Le monde est en constante évolution. Notre peuple, vivant autrefois dans la violence et l’isolement, a muté jusqu’à devenir une civilisation consciente et solidaire. Cette transformation s’est effectuée par spasmes brusques et contractions spectaculaires. Cependant, à mesure qu’approche une telle avancée, des forces profondément enracinées surgissent, tentant d’étouffer le mouvement. Ces forces sont attractives, car elles rassurent : rester dans le monde ancien et familier, préférer la stagnation voire le retour en arrière semble plus raisonnable. Ces forces sont puissantes, car majoritaires, elles nous confinent dans une bulle de monotonie, de rituels inconscients, et c’est alors que l’humanité se sclérose, se meurt dans sa vieille peau sans avoir tenté la moindre éclosion.

Ces forces, nous devons les combattre. D’abord, il s’agit de les cerner, en élargissant son champ de vision dans le temps et l’espace.

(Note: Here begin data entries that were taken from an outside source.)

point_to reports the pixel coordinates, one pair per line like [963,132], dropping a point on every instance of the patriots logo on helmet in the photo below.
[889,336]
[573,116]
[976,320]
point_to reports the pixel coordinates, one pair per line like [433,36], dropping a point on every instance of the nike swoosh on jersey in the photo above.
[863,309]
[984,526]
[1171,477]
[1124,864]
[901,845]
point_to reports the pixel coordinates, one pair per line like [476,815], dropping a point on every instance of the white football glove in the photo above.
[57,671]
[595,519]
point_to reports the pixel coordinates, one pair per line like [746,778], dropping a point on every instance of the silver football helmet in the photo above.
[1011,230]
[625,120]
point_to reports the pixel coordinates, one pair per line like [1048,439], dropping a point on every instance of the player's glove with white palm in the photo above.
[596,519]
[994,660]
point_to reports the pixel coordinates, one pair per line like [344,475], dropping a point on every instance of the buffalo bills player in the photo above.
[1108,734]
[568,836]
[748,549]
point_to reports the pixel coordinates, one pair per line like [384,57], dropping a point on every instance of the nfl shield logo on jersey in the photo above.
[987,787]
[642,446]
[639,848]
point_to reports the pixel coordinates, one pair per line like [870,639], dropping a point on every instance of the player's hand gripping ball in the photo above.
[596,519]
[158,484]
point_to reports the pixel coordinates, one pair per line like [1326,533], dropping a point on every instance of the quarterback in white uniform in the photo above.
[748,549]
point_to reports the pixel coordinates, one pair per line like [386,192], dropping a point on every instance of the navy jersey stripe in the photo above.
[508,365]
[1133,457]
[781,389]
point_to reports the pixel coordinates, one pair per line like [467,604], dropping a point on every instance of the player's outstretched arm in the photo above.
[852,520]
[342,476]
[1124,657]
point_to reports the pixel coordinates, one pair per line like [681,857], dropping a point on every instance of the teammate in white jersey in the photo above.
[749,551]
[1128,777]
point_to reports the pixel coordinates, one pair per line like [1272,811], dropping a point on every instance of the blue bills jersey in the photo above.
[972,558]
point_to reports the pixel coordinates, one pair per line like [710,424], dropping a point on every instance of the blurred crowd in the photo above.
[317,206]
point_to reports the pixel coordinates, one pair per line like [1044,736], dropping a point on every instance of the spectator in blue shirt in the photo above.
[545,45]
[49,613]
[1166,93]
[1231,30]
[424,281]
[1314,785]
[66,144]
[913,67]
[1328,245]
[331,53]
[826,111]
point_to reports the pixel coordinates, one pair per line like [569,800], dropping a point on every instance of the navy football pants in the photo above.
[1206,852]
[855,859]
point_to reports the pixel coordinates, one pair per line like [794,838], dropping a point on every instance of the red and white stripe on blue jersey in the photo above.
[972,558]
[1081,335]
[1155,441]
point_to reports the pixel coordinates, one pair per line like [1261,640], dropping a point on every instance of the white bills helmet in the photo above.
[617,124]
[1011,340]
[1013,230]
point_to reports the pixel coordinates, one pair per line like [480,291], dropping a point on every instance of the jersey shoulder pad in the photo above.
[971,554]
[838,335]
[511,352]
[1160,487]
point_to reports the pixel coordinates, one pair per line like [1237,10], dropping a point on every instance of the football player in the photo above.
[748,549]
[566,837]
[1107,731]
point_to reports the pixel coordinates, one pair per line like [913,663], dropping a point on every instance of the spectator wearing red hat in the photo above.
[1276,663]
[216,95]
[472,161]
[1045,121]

Comment a-t-on mis dans les esprits que travailler plus pour gagner davantage pouvait être un progrès, quand la tendance historique admet une réduction du temps de travail, ceci pour atteindre l’objectif premier, depuis longtemps oublié : le bonheur commun ? Comment peut-on brandir les valeurs d’égalité et de liberté, quand les autorités s’efforcent d’interdire nos rassemblements et en finissent avec l’égalité du temps de parole lors des élections ? Le dictat de la pensée est total : nul n’a aujourd’hui le droit de remettre en cause les termes vides de sens que sont démocratie, république, sécurité, que l’on nous brandit au nez à chaque occasion. Le système occidental, capitaliste, démocratique, est aussi arrogant, inégalitaire, impérialiste.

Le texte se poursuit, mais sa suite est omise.